In spite of the Betulinic acid (BA) being recognized as anticancerous source; its further use in clinical development is greatly hampered because of its poor pharmacokinetic properties. To circumvent these limitations, we synthesized a PI3K target based library of 18 triazole based derivatives and we identified a C-3 cyano analog of betulinic acid (CBA) with significant cell death effects with 5-7 fold higher potency than BA in various cancers. Importantly, no such report is available demonstrating the involvement of BA or its structural analogs in the modulation of PI3K pathway. Using, human leukemia HL-60 cells as a model, we for the first time report that CBA decreased expression of PI3K p110α, p85α, and pAKT in HL-60. Furthermore, we could find significant depletion of pGSK3ß, cyclin D1 and increased expression of p21/cip, p27/Kip proteins. CBA induced G0/G1 cell cycle arrest, increased sub-G0 DNA fraction and annexin V binding of the cells besides imparting the typical surface features of cell death. Also, this target specific inhibition was associated with mitochondrial apoptosis as was reflected by expression studies of various proteins together with reactive oxygen species generation and decline in mitochondrial trans membrane potential. The apoptotic effectors i.e., caspase 8 and caspase 9 were found to get upregulated besides PI3K associated DNA repair enzyme i.e., PARP cleavage was observed. Thus, our results elucidated that CBA or other BA based small molecules inhibit PI3K/AKT pathway with induction of subsequent cancer cell death which may be useful therapeutic strategy against leukemias and possibly other cancers.

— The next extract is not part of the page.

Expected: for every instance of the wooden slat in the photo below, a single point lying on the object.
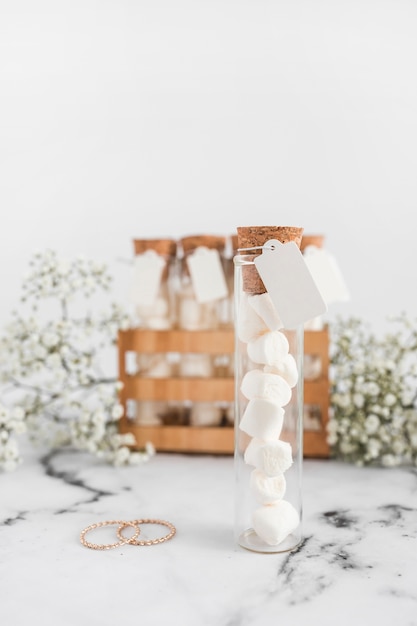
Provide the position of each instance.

Synthesis of 3-O-propargylated betulinic acid and its 1,2,3-triazoles as potential apoptotic agents.

Cytotoxic agents from nature are presently the mainstay of anticancer chemotherapy, and the need to reinforce the arsenal of anticancer agents is highly desired. Chemical transformation studies carried out on betulinic acid, through concise 1,2,3-triazole synthesis via click chemistry approach at C-3position in ring A have been evaluated for their cytotoxic potentiation against nine human cancer cell lines. Most of the derivatives have shown higher cytotoxic profiles than the parent molecule. Two compounds i.e. 3{1N(2-cyanophenyl)-1H-1,2,3-triazol-4yl}methyloxy betulinic acid (7) and 3{1N(5-hydroxy-naphth-1yl)-1H-1,2,3-triazol-4yl}methyloxy betulinic acid (13) displayed impressive IC50 values (2.5 and 3.5 µM respectively) against leukemia cell line HL-60 (5-7-fold higher potency than betulinic acid). As evident from various biological end points, inhibition of cell migration and colony formation, mitochondrial membrane disruption followed by DNA fragmentation and apoptosis, is demonstrated.

Bakuchiol derivatives as novel and potent cytotoxic agents: a report.

A library of 28 compounds comprising of acyl, amino, halo, nitro, styryl and cyclized derivatives of bakuchiol have been evaluated against a panel of eight human cancer cell lines. Bioevaluation studies have resulted in the identification of potent cytotoxic molecules exhibiting concentration dependent growth inhibition against leukemia cancer cells with best results observed for compounds 17 and 22 exhibiting IC(50) 1.8 and 2.0 µM respectively. As evident from various biological end-points, inhibition of cell proliferation by inducing G2/M cell cycle arrest, mitochondrial membrane disruption followed by DNA fragmentation and apoptosis is demonstrated.